The FBI and senior echelons of the intelligence services were politically compromised, a massively illegal and fraudulent investigation of the elected president was conducted, two utterly spurious impeachment attempts were thrown at him and the coronavirus pandemic was invoked to produce the most seriously tainted presidential election result in the country’s history. The Supreme Court may have made the correct political decision when it declined to adjudicate the case, given how tempestuous the response would have been if it had overturned the result of the election, but it was still an abdication. They presumably acted as they did to assure that there would be no move to pack the court with Democrats, and they may now be in a position to reassert the Constitution as the controversies generated by the new administration percolate up to it.

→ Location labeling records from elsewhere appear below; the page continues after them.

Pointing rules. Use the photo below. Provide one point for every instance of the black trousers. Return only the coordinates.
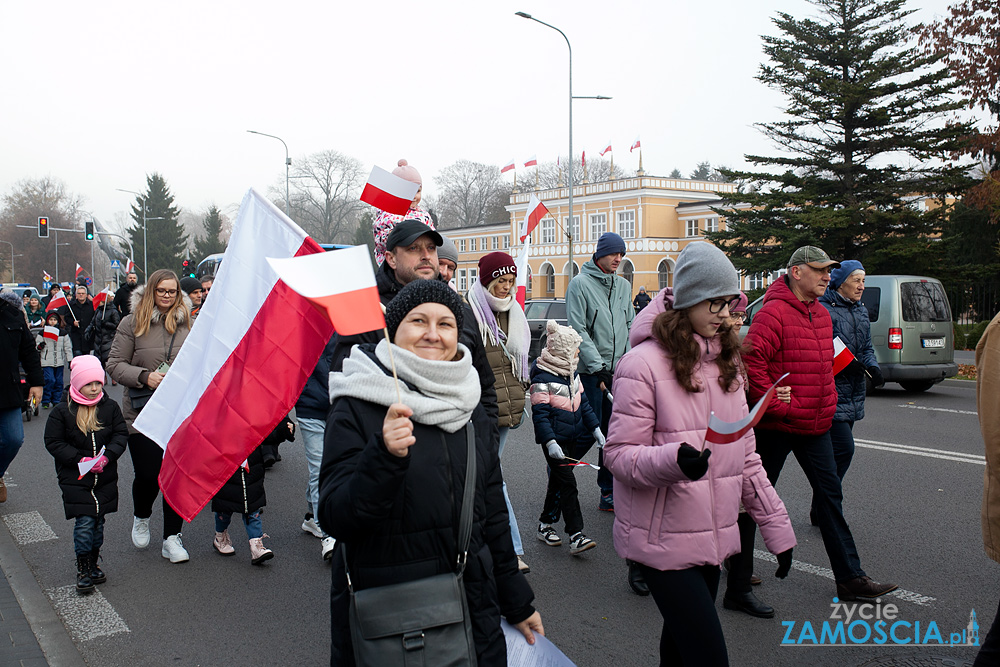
(692, 634)
(147, 457)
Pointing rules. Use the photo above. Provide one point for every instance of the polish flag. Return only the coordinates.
(388, 192)
(842, 357)
(536, 211)
(341, 284)
(723, 433)
(243, 365)
(58, 301)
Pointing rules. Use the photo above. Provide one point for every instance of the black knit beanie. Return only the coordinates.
(416, 293)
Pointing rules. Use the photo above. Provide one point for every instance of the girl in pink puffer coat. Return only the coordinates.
(676, 498)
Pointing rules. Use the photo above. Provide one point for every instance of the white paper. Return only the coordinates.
(85, 466)
(522, 654)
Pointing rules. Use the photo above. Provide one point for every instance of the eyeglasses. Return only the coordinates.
(715, 306)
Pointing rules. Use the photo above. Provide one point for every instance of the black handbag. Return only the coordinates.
(421, 623)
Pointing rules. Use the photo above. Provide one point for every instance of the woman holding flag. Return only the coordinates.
(677, 495)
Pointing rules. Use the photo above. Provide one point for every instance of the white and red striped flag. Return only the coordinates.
(536, 211)
(842, 357)
(341, 283)
(386, 191)
(723, 432)
(243, 365)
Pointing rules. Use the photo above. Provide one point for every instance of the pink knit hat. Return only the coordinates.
(405, 171)
(82, 371)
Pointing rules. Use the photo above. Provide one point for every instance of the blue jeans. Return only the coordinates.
(11, 436)
(251, 521)
(601, 406)
(52, 390)
(88, 534)
(515, 534)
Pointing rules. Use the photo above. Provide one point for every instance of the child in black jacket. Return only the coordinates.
(88, 428)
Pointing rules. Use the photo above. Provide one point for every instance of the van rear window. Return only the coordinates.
(924, 302)
(872, 297)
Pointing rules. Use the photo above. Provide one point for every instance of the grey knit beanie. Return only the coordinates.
(703, 272)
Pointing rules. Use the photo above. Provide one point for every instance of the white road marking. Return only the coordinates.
(942, 454)
(809, 568)
(28, 527)
(86, 616)
(924, 407)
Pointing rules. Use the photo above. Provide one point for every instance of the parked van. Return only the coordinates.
(912, 329)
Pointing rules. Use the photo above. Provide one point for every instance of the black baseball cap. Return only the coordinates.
(409, 231)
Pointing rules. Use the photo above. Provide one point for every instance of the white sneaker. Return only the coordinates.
(140, 532)
(328, 544)
(174, 549)
(310, 526)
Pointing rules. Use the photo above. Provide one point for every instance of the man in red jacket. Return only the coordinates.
(792, 333)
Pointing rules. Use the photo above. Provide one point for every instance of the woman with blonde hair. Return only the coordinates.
(146, 343)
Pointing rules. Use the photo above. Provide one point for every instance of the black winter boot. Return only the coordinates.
(97, 575)
(84, 584)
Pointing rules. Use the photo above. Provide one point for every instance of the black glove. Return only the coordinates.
(875, 372)
(784, 564)
(693, 463)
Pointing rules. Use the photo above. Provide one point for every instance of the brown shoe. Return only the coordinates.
(863, 588)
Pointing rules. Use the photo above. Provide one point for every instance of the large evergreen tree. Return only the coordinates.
(868, 127)
(165, 242)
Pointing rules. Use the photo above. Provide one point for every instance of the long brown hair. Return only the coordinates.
(673, 330)
(143, 314)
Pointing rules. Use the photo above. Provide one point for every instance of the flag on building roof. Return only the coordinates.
(243, 365)
(386, 191)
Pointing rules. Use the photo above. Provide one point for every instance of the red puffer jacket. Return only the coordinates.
(789, 336)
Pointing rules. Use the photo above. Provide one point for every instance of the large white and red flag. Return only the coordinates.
(723, 432)
(842, 357)
(388, 192)
(243, 365)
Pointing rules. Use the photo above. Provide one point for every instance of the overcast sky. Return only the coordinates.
(101, 94)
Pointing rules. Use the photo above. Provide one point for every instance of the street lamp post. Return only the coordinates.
(288, 163)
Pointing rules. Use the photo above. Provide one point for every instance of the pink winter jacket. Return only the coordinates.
(663, 519)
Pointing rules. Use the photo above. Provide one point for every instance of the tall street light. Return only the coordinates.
(569, 230)
(288, 163)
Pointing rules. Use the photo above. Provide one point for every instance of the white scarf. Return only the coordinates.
(440, 393)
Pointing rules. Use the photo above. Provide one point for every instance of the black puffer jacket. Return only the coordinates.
(97, 493)
(243, 493)
(398, 518)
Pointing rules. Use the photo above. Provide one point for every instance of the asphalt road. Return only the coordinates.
(914, 513)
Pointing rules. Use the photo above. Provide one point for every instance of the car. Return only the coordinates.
(912, 329)
(538, 312)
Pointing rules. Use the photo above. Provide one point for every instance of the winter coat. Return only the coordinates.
(510, 389)
(97, 493)
(243, 493)
(17, 345)
(100, 333)
(599, 307)
(398, 518)
(132, 359)
(54, 353)
(988, 407)
(851, 324)
(662, 518)
(789, 336)
(559, 413)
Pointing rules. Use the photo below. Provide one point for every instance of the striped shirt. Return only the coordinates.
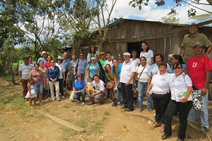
(25, 70)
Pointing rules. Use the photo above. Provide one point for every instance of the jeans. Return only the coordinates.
(204, 113)
(183, 109)
(142, 88)
(82, 94)
(127, 96)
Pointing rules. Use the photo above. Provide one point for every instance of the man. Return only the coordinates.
(44, 58)
(190, 39)
(199, 69)
(102, 67)
(109, 59)
(126, 78)
(67, 66)
(80, 66)
(98, 90)
(23, 72)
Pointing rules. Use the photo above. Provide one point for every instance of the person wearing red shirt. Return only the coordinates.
(199, 69)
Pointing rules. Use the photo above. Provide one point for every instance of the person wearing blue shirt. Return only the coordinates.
(79, 89)
(67, 66)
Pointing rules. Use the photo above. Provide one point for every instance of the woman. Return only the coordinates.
(79, 89)
(62, 74)
(91, 53)
(39, 81)
(142, 77)
(181, 101)
(117, 70)
(146, 52)
(110, 79)
(53, 74)
(92, 68)
(160, 94)
(177, 59)
(48, 64)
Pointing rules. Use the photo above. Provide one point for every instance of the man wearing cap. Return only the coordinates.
(23, 73)
(191, 38)
(126, 78)
(80, 66)
(44, 58)
(198, 68)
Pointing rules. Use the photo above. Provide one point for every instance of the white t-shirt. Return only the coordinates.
(62, 69)
(136, 61)
(98, 86)
(126, 71)
(107, 62)
(148, 55)
(179, 85)
(160, 83)
(144, 76)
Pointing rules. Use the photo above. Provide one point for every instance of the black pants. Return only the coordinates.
(183, 109)
(61, 86)
(160, 104)
(127, 96)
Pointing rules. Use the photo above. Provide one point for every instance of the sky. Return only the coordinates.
(154, 13)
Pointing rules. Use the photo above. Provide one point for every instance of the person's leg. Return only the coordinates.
(184, 109)
(204, 112)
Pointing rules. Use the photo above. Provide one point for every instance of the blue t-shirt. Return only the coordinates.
(93, 69)
(78, 86)
(172, 71)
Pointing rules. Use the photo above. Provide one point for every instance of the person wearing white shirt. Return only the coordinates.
(126, 79)
(99, 90)
(160, 94)
(62, 74)
(181, 101)
(147, 53)
(142, 77)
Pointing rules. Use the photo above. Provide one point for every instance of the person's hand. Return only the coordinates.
(204, 91)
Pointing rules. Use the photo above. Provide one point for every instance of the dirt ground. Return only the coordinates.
(18, 122)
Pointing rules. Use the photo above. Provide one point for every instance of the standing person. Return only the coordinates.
(191, 38)
(23, 73)
(67, 66)
(39, 81)
(48, 62)
(44, 58)
(177, 59)
(179, 84)
(109, 59)
(59, 64)
(126, 79)
(92, 68)
(80, 66)
(142, 77)
(160, 94)
(79, 89)
(53, 74)
(99, 91)
(134, 58)
(91, 53)
(101, 66)
(147, 53)
(199, 69)
(117, 70)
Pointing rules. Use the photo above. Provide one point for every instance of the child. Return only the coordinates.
(90, 89)
(31, 94)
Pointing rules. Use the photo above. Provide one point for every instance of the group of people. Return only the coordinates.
(99, 77)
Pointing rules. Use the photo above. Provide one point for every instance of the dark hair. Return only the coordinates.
(163, 63)
(147, 49)
(179, 58)
(158, 54)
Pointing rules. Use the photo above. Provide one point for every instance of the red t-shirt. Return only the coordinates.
(47, 65)
(197, 70)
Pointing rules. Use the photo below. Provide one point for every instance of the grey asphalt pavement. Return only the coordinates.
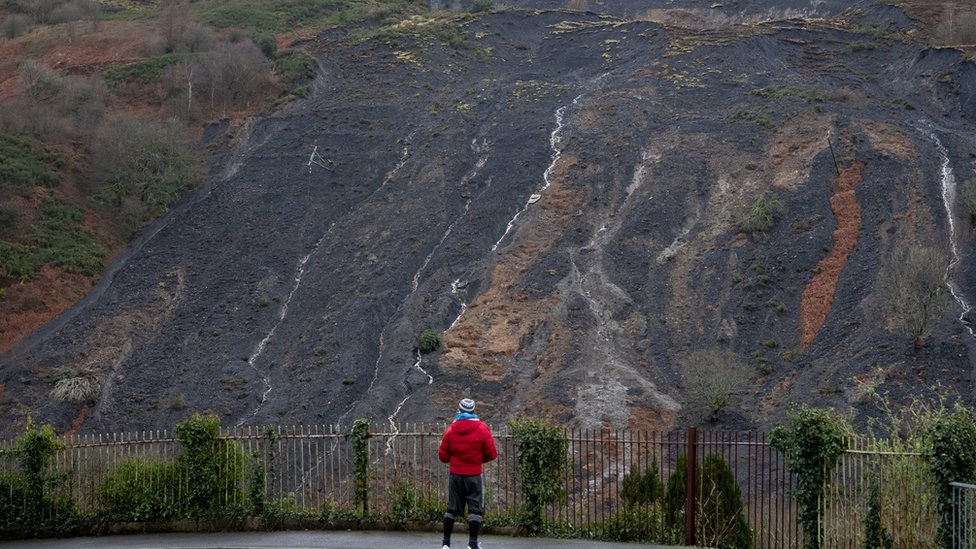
(308, 540)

The Trump-hate coalition is crumbling. There will be no further serious pursuit of him legally or pseudo-legally and the wheels are coming off the rickety anti-Trump coalition in all four directions. For absolutely no plausible political or humane purpose (other than to admit millions more illegal voters), the administration has opened the southern border while failing to be able to offer one truthful answer to questions about its border policy. The United States is now directly complicit with the Mexican drug and slave gangs in opening up access to the country and is deliberately importing unskilled labor to undermine the standard of living of American lower-income citizens.

The African American militants who were allowed by the Democratic big-city mayors to ransack urban America all summer and were rewarded for their murder, vandalism, and looting with the defamation and defunding of the nation’s urban police forces, are agitating and threatening with redoubled vigor. The rabid Democratic media outlets that made the campaign for the semi-comatose candidate are largely in a state of upheaval. Leading media Trump-haters such as MSNBC president Phil Griffin and CNN head Jeff Zucker have gone or are going, and despite frantic attempts to appease them, many of the great anti-Trump newsrooms are being overrun by belligerent white-hating minorities.

They drove Trump from office and then they turned on themselves and they are ruining the country. But as Adam Smith famously said, “There is a lot of ruin in a country,” especially a great country like the United States. Trump was often outrageous but was a good president.

In four years this self-destructive Americaphobic nightmare will be over and a regime led or at least supported by Donald Trump will be back. In a phrase of General de Gaulle’s in the dark days of France, “We are crossing the desert.”